This is the keynote lecture following the MArch Jury for the Housing and Urbanism Taught Postgraduate Programme
The world is in motion, with architecture lagging behind. Even in times of digitalisation, demographic change and climate crisis, architecture remains a design task. We will not be able to solve the challenges of the future with smart timber structures and massive CO2 savings alone; in terms of social sustainability, the question arises: How do we want to live together? And how do we develop a new coherent architectural language within a tight framework of many complex constraints? Architecture must adapt to people’s needs and not vice versa. At best, the spaces we live in can tell us something about the current state of our society: about today’s wide diversity of life plans, the spatial overlap of home and work, or the value of community in times of isolation and hyper-individualisation. From the perspective of sociology, space is produced by social interactions. Relational architecture lies the focus on the effect of what is built rather than on its component parts. It describes a new search for connection and finds answers on how to shape the change in a pleasurable, inventive and poetic way.
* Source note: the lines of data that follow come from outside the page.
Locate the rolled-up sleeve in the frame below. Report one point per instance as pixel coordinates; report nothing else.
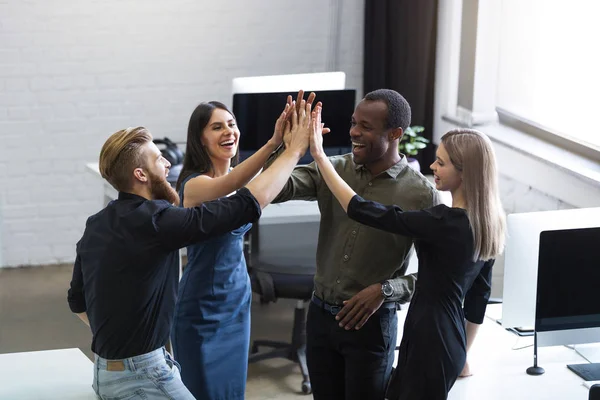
(76, 295)
(478, 294)
(179, 227)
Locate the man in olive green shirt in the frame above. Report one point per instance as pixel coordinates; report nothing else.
(352, 323)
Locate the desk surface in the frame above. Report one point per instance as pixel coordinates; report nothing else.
(499, 359)
(53, 374)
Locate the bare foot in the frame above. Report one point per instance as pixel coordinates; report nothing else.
(466, 371)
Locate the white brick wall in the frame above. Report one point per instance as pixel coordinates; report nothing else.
(73, 72)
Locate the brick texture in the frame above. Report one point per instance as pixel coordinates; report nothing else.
(72, 73)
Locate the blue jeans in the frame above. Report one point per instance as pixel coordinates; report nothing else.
(153, 375)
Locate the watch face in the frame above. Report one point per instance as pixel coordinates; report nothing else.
(387, 289)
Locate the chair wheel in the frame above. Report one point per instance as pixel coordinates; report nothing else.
(306, 388)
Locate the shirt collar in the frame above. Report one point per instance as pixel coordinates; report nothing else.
(393, 171)
(130, 196)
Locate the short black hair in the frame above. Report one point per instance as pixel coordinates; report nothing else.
(398, 107)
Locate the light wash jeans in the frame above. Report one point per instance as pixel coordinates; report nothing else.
(153, 375)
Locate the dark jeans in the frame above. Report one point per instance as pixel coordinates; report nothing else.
(354, 364)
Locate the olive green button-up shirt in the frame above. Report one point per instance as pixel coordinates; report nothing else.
(352, 256)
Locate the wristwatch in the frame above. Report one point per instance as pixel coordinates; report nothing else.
(387, 290)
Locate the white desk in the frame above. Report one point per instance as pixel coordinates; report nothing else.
(499, 371)
(53, 374)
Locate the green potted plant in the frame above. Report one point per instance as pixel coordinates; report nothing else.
(411, 143)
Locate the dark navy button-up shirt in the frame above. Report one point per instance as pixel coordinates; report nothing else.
(126, 271)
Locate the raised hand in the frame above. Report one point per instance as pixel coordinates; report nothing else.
(316, 137)
(298, 138)
(281, 123)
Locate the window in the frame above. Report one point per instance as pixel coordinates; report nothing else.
(549, 69)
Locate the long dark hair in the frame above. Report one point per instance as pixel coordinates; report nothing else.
(196, 158)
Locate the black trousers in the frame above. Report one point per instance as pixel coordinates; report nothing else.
(354, 364)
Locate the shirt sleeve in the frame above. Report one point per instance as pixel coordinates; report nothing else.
(76, 295)
(420, 224)
(302, 184)
(478, 294)
(179, 227)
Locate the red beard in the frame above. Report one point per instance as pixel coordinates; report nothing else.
(162, 190)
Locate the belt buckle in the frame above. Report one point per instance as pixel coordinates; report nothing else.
(115, 366)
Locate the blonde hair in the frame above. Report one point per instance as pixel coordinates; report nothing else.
(471, 152)
(121, 154)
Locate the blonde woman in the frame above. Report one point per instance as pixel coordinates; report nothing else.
(456, 248)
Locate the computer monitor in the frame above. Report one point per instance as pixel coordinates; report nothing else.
(290, 82)
(567, 287)
(521, 258)
(256, 114)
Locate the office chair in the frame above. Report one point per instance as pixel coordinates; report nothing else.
(282, 275)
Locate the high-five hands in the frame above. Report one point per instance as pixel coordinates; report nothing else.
(316, 137)
(298, 130)
(284, 117)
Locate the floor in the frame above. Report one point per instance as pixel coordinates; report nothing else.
(34, 316)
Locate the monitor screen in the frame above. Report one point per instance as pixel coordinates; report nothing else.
(568, 280)
(256, 114)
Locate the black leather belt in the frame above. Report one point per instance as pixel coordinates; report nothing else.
(334, 309)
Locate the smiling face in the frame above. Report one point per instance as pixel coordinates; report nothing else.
(221, 136)
(369, 134)
(446, 176)
(157, 170)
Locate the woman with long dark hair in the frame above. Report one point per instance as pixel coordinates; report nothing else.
(211, 330)
(456, 248)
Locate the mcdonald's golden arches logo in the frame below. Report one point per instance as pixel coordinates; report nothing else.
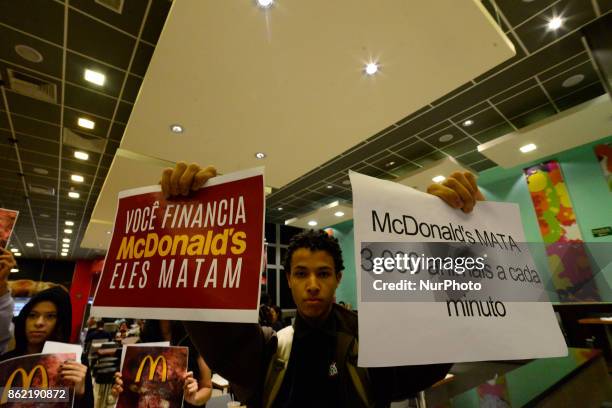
(26, 379)
(152, 367)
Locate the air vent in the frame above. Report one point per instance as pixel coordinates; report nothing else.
(31, 86)
(44, 190)
(115, 5)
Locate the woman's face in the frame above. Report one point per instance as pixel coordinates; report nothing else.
(41, 322)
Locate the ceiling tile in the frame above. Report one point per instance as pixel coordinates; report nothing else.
(42, 18)
(28, 126)
(132, 86)
(86, 101)
(522, 102)
(31, 107)
(461, 147)
(52, 55)
(156, 19)
(75, 73)
(580, 95)
(533, 116)
(535, 33)
(101, 42)
(415, 150)
(494, 132)
(142, 59)
(518, 12)
(555, 87)
(129, 20)
(456, 134)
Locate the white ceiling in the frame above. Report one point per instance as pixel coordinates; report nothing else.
(579, 125)
(289, 82)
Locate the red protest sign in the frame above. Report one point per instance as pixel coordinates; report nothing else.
(190, 258)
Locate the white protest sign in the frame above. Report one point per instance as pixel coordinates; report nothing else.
(404, 323)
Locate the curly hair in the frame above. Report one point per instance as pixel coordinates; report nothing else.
(315, 241)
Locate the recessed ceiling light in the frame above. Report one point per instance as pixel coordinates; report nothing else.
(176, 128)
(265, 3)
(573, 81)
(371, 68)
(28, 53)
(555, 22)
(38, 170)
(446, 138)
(528, 148)
(81, 155)
(86, 123)
(94, 77)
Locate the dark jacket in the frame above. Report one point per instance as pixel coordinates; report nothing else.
(242, 353)
(60, 298)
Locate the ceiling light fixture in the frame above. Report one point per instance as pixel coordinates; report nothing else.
(95, 77)
(28, 53)
(86, 123)
(573, 81)
(265, 3)
(446, 138)
(528, 148)
(371, 68)
(555, 23)
(176, 128)
(81, 155)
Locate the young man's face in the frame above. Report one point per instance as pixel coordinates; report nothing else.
(313, 281)
(41, 322)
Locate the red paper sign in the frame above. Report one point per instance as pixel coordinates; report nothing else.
(191, 258)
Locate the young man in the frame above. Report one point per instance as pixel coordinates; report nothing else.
(314, 362)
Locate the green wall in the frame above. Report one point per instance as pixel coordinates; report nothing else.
(588, 191)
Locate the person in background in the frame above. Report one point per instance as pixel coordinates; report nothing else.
(7, 262)
(48, 316)
(197, 385)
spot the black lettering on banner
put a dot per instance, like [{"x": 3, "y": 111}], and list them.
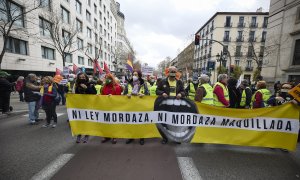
[
  {"x": 225, "y": 122},
  {"x": 232, "y": 123},
  {"x": 146, "y": 117},
  {"x": 114, "y": 117},
  {"x": 160, "y": 117},
  {"x": 107, "y": 117},
  {"x": 74, "y": 114},
  {"x": 238, "y": 123},
  {"x": 207, "y": 119},
  {"x": 279, "y": 125},
  {"x": 201, "y": 120},
  {"x": 288, "y": 126},
  {"x": 188, "y": 119},
  {"x": 140, "y": 119},
  {"x": 133, "y": 118},
  {"x": 213, "y": 121},
  {"x": 121, "y": 117},
  {"x": 182, "y": 118},
  {"x": 194, "y": 119},
  {"x": 265, "y": 124},
  {"x": 127, "y": 117},
  {"x": 92, "y": 115},
  {"x": 272, "y": 124},
  {"x": 86, "y": 117},
  {"x": 175, "y": 119},
  {"x": 246, "y": 123}
]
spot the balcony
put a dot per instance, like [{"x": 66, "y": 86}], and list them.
[
  {"x": 227, "y": 24},
  {"x": 226, "y": 39},
  {"x": 253, "y": 25},
  {"x": 238, "y": 54},
  {"x": 241, "y": 25},
  {"x": 239, "y": 39},
  {"x": 248, "y": 68}
]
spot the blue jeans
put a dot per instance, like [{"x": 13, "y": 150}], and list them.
[{"x": 33, "y": 111}]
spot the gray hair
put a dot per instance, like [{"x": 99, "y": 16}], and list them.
[
  {"x": 204, "y": 78},
  {"x": 221, "y": 77}
]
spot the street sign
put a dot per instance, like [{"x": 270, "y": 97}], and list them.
[{"x": 295, "y": 92}]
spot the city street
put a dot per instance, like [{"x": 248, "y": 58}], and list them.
[{"x": 32, "y": 152}]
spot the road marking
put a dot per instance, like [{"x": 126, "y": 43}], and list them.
[
  {"x": 52, "y": 168},
  {"x": 188, "y": 169},
  {"x": 58, "y": 114}
]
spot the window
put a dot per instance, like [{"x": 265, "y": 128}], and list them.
[
  {"x": 80, "y": 60},
  {"x": 78, "y": 25},
  {"x": 296, "y": 60},
  {"x": 46, "y": 4},
  {"x": 88, "y": 16},
  {"x": 48, "y": 53},
  {"x": 45, "y": 27},
  {"x": 16, "y": 46},
  {"x": 89, "y": 48},
  {"x": 65, "y": 15},
  {"x": 10, "y": 11},
  {"x": 89, "y": 32},
  {"x": 68, "y": 57},
  {"x": 95, "y": 24},
  {"x": 79, "y": 44}
]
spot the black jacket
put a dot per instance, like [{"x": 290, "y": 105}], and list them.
[{"x": 164, "y": 87}]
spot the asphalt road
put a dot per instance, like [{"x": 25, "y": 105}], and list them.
[{"x": 28, "y": 151}]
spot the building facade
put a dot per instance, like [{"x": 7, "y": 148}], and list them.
[
  {"x": 31, "y": 50},
  {"x": 283, "y": 63},
  {"x": 243, "y": 34}
]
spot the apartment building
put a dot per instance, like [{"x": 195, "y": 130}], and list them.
[
  {"x": 30, "y": 49},
  {"x": 283, "y": 63},
  {"x": 243, "y": 34}
]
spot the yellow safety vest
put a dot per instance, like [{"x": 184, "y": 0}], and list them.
[
  {"x": 98, "y": 88},
  {"x": 192, "y": 92},
  {"x": 225, "y": 91},
  {"x": 265, "y": 94},
  {"x": 209, "y": 97}
]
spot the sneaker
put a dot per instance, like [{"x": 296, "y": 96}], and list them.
[{"x": 46, "y": 125}]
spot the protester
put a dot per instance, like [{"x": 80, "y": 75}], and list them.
[
  {"x": 204, "y": 93},
  {"x": 19, "y": 87},
  {"x": 137, "y": 87},
  {"x": 110, "y": 88},
  {"x": 261, "y": 96},
  {"x": 5, "y": 90},
  {"x": 82, "y": 86},
  {"x": 190, "y": 89},
  {"x": 170, "y": 86},
  {"x": 49, "y": 92},
  {"x": 32, "y": 97},
  {"x": 220, "y": 91}
]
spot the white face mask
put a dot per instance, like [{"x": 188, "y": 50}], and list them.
[{"x": 134, "y": 78}]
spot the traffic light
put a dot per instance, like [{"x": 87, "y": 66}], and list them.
[{"x": 197, "y": 39}]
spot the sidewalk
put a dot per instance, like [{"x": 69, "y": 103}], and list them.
[{"x": 18, "y": 107}]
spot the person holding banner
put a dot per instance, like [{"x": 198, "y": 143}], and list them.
[
  {"x": 170, "y": 86},
  {"x": 204, "y": 93},
  {"x": 82, "y": 86},
  {"x": 220, "y": 91},
  {"x": 110, "y": 88}
]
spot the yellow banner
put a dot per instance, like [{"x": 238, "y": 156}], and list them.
[{"x": 182, "y": 121}]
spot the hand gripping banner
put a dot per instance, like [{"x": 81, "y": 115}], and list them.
[{"x": 182, "y": 121}]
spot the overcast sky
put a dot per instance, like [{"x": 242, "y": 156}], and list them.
[{"x": 160, "y": 28}]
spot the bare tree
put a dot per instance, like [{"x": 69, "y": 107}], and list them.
[{"x": 12, "y": 19}]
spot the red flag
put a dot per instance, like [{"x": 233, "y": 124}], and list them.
[
  {"x": 107, "y": 71},
  {"x": 58, "y": 71}
]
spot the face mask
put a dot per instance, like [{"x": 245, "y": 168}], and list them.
[
  {"x": 134, "y": 78},
  {"x": 108, "y": 81}
]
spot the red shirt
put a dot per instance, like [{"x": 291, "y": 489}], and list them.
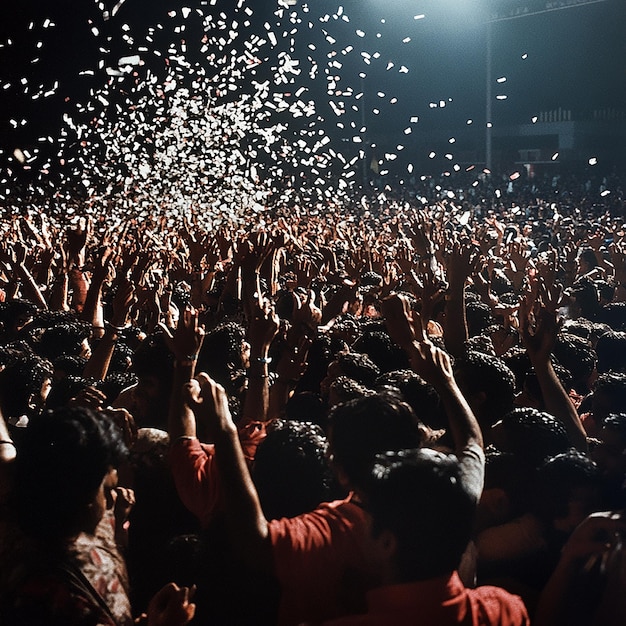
[
  {"x": 441, "y": 601},
  {"x": 195, "y": 475},
  {"x": 321, "y": 563}
]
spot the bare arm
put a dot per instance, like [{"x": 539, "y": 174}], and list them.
[
  {"x": 433, "y": 364},
  {"x": 246, "y": 520},
  {"x": 539, "y": 342}
]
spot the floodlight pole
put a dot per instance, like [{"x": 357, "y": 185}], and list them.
[
  {"x": 523, "y": 11},
  {"x": 488, "y": 104}
]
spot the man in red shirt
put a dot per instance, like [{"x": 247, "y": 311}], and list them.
[
  {"x": 322, "y": 558},
  {"x": 422, "y": 516}
]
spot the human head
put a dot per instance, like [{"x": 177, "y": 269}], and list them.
[
  {"x": 418, "y": 496},
  {"x": 421, "y": 396},
  {"x": 611, "y": 352},
  {"x": 70, "y": 338},
  {"x": 25, "y": 383},
  {"x": 578, "y": 357},
  {"x": 63, "y": 459},
  {"x": 609, "y": 395},
  {"x": 223, "y": 353},
  {"x": 567, "y": 490},
  {"x": 531, "y": 435},
  {"x": 361, "y": 428},
  {"x": 487, "y": 384},
  {"x": 291, "y": 471}
]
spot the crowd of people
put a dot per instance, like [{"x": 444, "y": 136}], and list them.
[{"x": 401, "y": 408}]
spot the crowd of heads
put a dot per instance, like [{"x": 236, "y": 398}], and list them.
[{"x": 353, "y": 402}]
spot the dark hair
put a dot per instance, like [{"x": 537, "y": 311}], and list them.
[
  {"x": 419, "y": 496},
  {"x": 478, "y": 316},
  {"x": 532, "y": 435},
  {"x": 421, "y": 396},
  {"x": 362, "y": 428},
  {"x": 612, "y": 386},
  {"x": 221, "y": 353},
  {"x": 359, "y": 367},
  {"x": 22, "y": 381},
  {"x": 558, "y": 478},
  {"x": 63, "y": 458},
  {"x": 72, "y": 365},
  {"x": 290, "y": 471},
  {"x": 614, "y": 314},
  {"x": 377, "y": 345},
  {"x": 345, "y": 389},
  {"x": 154, "y": 358},
  {"x": 577, "y": 355},
  {"x": 611, "y": 352},
  {"x": 489, "y": 374},
  {"x": 306, "y": 406},
  {"x": 63, "y": 339}
]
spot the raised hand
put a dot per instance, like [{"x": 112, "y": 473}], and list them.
[
  {"x": 187, "y": 339},
  {"x": 172, "y": 606}
]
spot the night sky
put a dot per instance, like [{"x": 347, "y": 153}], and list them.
[{"x": 574, "y": 59}]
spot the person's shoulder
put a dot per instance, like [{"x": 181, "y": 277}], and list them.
[{"x": 328, "y": 518}]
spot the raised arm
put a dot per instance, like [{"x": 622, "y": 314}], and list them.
[
  {"x": 433, "y": 364},
  {"x": 246, "y": 520},
  {"x": 98, "y": 364},
  {"x": 539, "y": 339}
]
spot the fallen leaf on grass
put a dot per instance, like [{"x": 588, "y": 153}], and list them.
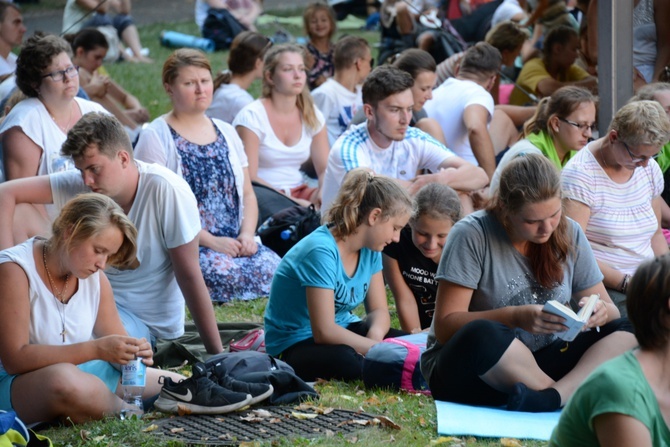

Anne Kaestle studied architecture from 1994 to 2000 at the Karlsruhe Institute of Technology (KIT), the Royal Danish Academy of Fine Arts in Copenhagen, and with Peter Zumthor at the Academy of Architecture in Mendrisio. She spent one year working in Buenos Aires with Justo Solsona, followed by six years with Marcel Meili, Markus Peter Architekten in Zurich. Together with Dan Schürch, she founded the architectural office Duplex Architects, Zurich in 2007. Meanwhile the partnership has been expanded and additional locations in Düsseldorf, Hamburg and Paris have been established. Their first monograph 'Rethinking Housing' was published by park books in 2021, it exemplarily demostrates how innovative housing design in Switzerland works and what it can contribute to urban development.